GLSL 编程/Unity/双面表面
本教程涵盖了双面逐顶点光照。
它是关于 Unity 中基本光照的一系列教程的一部分。在本教程中,我们扩展了“镜面高光”部分以渲染双面表面。如果你还没有阅读“镜面高光”部分,现在是一个很好的时机。
正如代数曲面图所示,有时将不同的颜色应用于表面的两面是有用的。在“剖视图”部分,我们已经看到了片段着色器如何使用内置变量gl_FrontFacing来确定一个片段是属于正面三角形还是背面三角形。顶点着色器也可以确定它是否属于正面三角形或背面三角形吗?答案很明确:不能!一个原因是同一个顶点可以同时属于正面和背面三角形;因此,无论在顶点着色器中做出什么决定,它对于某些三角形都有可能是错误的。如果你想记住一个简单的规则:“片段要么是正面,要么是背面。顶点是双面的。”

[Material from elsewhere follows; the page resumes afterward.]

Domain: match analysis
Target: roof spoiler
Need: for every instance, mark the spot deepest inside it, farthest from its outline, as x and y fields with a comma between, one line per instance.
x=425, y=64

因此,双面逐顶点光照必须让片段着色器来确定应该应用正面材质颜色还是背面材质颜色。例如,使用此片段着色器
#ifdef FRAGMENT
varying vec4 frontColor; // color for front face
varying vec4 backColor; // color for back face
void main()
{
if (gl_FrontFacing) // is the fragment part of a front face?
{
gl_FragColor = frontColor;
}
else // fragment is part of a back face
{
gl_FragColor = backColor;
}
}
#endif
另一方面,这意味着顶点着色器必须计算两次表面光照:一次用于正面,一次用于背面。幸运的是,这通常仍然比为每个片段计算表面光照工作量少。
双面逐顶点光照的着色器代码是对“镜面高光”部分中代码的简单扩展。它需要两组材质参数(正面和背面)并停用剔除。顶点着色器计算两种颜色,一种用于正面,一种用于背面,使用取反的法线向量和第二组材质参数。然后片段着色器决定应用哪种颜色。
Shader "GLSL two-sided per-vertex lighting" {
Properties {
_Color ("Front Material Diffuse Color", Color) = (1,1,1,1)
_SpecColor ("Front Material Specular Color", Color) = (1,1,1,1)
_Shininess ("Front Material Shininess", Float) = 10
_BackColor ("Back Material Diffuse Color", Color) = (1,1,1,1)
_BackSpecColor ("Back Material Specular Color", Color)
= (1,1,1,1)
_BackShininess ("Back Material Shininess", Float) = 10
}
SubShader {
Pass {
Tags { "LightMode" = "ForwardBase" }
// pass for ambient light and first light source
Cull Off // render front faces and back faces
GLSLPROGRAM
// User-specified properties
uniform vec4 _Color;
uniform vec4 _SpecColor;
uniform float _Shininess;
uniform vec4 _BackColor;
uniform vec4 _BackSpecColor;
uniform float _BackShininess;
// The following built-in uniforms (except _LightColor0)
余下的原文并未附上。